Aklımın yetersiz olduğu zamanlardayım.
Titrek sesim, kifayesini yitirdi çoktan.
Yıllardır sulh’unu yapamadığım hayatımla, yaşamın arasındaki arafta sıkışıp kaldım.
Benimle olan yarışı,bana olan savaşı hiç bitmedi,bitmeyecek.
Değiştirmeyeceğin şeyleri kabullen diyor hayat,
Kabullendikçe vuruyor bir tokat daha ağzımın üstüne.
Nerede kusurum bilmiyorum.
Bunca imtihan,bunca acı layıksa asi ruhuma kabulüm, boynun kıldan ince.
Koştum,
Koştukça yoruldum.
Geç kaldığım hayatı bir çırpıda içtim,
Boğazıma dizildi.
Koşmamaya karar verdim,devam etti, yetişemedim.
Yürüdükçe yoruldum,yoruldukça hırslandım.
Ben değil savaşı olan hayat kazandı,yorulduğumla kaldım.
Omuzlarımdaki yük geç kalmışlığın mı?kabullenmişliğin mi bilmiyorum.
Zaman nerede ,ben neredeyim, saatin hangi zaman dilimindeyim bilmiyorum.
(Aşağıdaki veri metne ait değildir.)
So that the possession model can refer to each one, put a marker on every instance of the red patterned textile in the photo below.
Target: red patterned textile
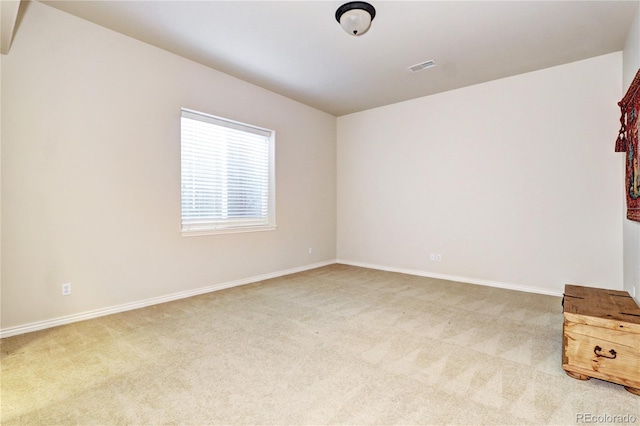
(628, 142)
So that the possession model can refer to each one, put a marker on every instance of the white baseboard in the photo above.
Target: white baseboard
(42, 325)
(452, 278)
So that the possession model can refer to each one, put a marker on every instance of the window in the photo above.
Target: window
(227, 175)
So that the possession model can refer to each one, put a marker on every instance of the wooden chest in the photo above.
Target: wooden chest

Bilmiyorum, unutuyorum her şeyi,
Cühela aklım, küçülüyor.
Zamanda kayboluyorum.
Hayat yalpalılıp duruyor” hâlâ”.
Geçen günlere takılıyor aklım,kaldıkça geride bi nebze daha yitiriyor bilincini.
Yeni günden beklentiyi kıstıkça eziyor beni.
Yaşamak nedir bilmiyorum, istemiyorum da
Sırrını kendine saklasın,
Ziyadesiyle doydum.
Unutuyorum,
Her şeyi
Geçmişi
Adımı bile.
Nasıl var olmalıyım?
Geçmişi olmayan biri geleceğini kurabilir mi?,
Doğrular,yanlışlar gerçekler karambol halinde
yuvarlanıp duruyor kafamın içinde.
Tanrı bu oyunun neresinde?
Belki de pusu.
Okları ben tarafa çevirenin vicdanına üç kurşun,
Ölmezlerse bana kurşunlar,tüm bedenime,en çok ruhuma.
Benim, benim katilim.
Değil faili meçhul en çok benim ,darağacına saçlarından sürüklenen.
Ölümden ağır,büyük cezam yaşamak. bitmedi,bitmiyor,bitmeyecek.
Sürdürüyorum Tanrının huzurunda üstelik.